The start of the 116th Congress ushered in a new political dynamic between the two chambers of the U.S. Congress. With the Democrats now in control of the House of Representatives, one of the main priorities of the majority party has focused on retaining the popular components of the Affordable Care Act (ACA). To reinforce the importance of this issue, key committees already have convened hearings on a variety of topics related to protecting of paramount ACA provisions.
Protections for patients with preexisting conditions
The House Ways and Means Committee started off its committee business with a hearing January 29 focused on protecting coverage for people with preexisting conditions. While Democrats argued that it is essential to maintain these protections, Republicans stated that they have continued to support the protection of patients with preexisting conditions. Indeed, safeguarding coverage for patients with preexisting health care conditions was one of the most popular provisions of the law and as such has become a key part of recent political messaging. Both the House Energy and Commerce and Education and Labor Committees also held hearings in February during which preexisting condition protections were a primary focus.
On the Senate side, the Senate Health, Education, Labor and Pensions (HELP) Committee convened hearings on the issue in the 115th Congress, but it has yet to hold hearings on preexisting conditions this year. The American College of Surgeons (ACS) supports protections for patients with preexisting conditions and will continue to follow any changes closely.

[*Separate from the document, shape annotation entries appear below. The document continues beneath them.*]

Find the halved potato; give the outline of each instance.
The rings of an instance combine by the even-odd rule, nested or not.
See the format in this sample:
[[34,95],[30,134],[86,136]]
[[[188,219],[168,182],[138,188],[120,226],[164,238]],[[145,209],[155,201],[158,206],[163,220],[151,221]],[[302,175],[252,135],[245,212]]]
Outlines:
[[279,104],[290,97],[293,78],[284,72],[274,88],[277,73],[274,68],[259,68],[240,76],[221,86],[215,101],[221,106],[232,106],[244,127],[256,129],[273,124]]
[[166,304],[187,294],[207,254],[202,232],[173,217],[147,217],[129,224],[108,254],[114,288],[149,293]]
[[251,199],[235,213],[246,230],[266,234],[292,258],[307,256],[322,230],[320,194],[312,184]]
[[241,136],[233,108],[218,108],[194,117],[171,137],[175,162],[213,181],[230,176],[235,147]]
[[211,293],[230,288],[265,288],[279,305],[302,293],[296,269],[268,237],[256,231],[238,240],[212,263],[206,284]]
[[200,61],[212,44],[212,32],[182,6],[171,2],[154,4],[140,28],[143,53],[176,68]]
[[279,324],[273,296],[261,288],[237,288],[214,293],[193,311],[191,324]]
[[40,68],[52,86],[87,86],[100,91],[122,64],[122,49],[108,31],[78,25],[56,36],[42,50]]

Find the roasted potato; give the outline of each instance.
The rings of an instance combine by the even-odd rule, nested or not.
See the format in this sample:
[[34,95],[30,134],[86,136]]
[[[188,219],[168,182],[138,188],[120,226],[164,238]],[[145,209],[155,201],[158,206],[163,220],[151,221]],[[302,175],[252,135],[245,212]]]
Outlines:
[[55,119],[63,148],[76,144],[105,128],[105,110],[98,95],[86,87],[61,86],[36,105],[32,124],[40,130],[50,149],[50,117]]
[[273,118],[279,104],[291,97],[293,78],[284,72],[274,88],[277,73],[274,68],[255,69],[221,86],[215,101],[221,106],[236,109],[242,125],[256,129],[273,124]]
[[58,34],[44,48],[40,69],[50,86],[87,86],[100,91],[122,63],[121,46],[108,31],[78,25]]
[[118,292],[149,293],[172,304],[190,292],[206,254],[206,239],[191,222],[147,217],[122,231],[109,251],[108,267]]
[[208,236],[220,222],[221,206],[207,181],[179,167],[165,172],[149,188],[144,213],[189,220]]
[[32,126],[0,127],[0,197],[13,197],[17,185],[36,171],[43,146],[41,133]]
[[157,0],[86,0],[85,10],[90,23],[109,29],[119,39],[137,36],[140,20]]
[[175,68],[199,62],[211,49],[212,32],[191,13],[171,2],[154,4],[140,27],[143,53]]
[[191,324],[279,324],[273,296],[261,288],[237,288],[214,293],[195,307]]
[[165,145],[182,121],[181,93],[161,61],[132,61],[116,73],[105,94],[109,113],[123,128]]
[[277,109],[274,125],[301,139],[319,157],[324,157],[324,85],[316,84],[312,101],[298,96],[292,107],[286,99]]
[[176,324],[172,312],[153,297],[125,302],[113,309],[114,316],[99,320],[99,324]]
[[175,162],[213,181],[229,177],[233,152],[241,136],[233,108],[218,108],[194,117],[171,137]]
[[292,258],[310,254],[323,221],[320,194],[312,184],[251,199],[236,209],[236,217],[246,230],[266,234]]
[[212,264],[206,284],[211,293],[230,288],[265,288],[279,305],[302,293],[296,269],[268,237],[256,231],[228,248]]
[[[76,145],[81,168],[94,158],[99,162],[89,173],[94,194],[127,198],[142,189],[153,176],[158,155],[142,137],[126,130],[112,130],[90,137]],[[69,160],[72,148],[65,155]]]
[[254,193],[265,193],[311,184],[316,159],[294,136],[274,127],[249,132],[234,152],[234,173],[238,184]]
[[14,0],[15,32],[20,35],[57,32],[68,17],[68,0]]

Consumer protections within a weakened ACA
Over the last two years, the Trump Administration has sought to weaken the ACA, including President Trump’s issuance of an Executive Order to loosen rules regarding short-term, limited-duration insurance plans. These plans tend to be less comprehensive and have higher deductibles, and many Democrats fear that consumers may not fully understand the fine print of the health plans. During an Energy and Commerce hearing, members of Congress discussed various proposals to either reverse the President’s Executive Order or to require that these insurance policies come with a warning to consumers.
Constitutionality of the ACA
Another Energy and Commerce Committee hearing focused on the lawsuit Texas versus The United States of America. In February 2018, 20 Republican Attorneys General and Governors filed suit challenging the constitutionality of the ACA’s individual mandate and the law in its entirety. In December 2018, the District Court for the Northern District of Texas struck down the ACA in its entirety. The federal district court ruled that because the mandate penalty was set at zero, it is no longer valid as a tax and is therefore unconstitutional. The district court further concluded that the individual mandate was “essential” to the remainder of the ACA and declared the entire law invalid. The district court issued a stay and partial final judgement, allowing the case to be appealed to the Fifth Circuit Court of Appeals. The law remains in effect while the case is being appealed.
If the district court ruling stands on appeal, every provision of the ACA will be overturned, including protections for preexisting conditions, the ACA marketplaces and affordability subsidies, Medicaid expansion, and the closing of the Medicare prescription drug “donut hole.” Additionally, it would eliminate prohibitions on annual or lifetime dollar limits on coverage, guaranteed issue and renewability, comprehensive essential health benefits coverage, and limits on out-of-pocket spending. It also would end the popular provisions that extend coverage of preventive services without cost-sharing and coverage for dependents up to age 26. On January 9, 2019, under the leadership of Speaker Nancy Pelosi (D-CA), the House of Representatives voted on H. Res. 6, which allows Congress to intervene in the case and defend the ACA.
The College’s stance
Regardless of the politics surrounding the debate on the ACA, the ACS believes that ongoing health reform efforts will require market stabilization for the health insurance industry. It is essential that health care coverage be accessible and more affordable to all Americans. As Congress looks to improve the health care system, it is imperative that any reforms retain the gains made in insurance coverage and protections for patients with preexisting conditions, particularly for at-risk populations. The ACS also maintains that the Essential Health Benefits (EHBs) mandated under the ACA is critical to protecting access to surgical care. Through the process of market stabilization and improvement of the law, Congress must not limit services and compromise the safety net these patients rely upon.
The topic of protecting the ACA is unlikely to disappear from the forefront of congressional debate, as many of the law’s protections have been popular with many Americans. As the 116th Congress continues, the College remains committed to working with congressional leaders to improve patient access to surgical care.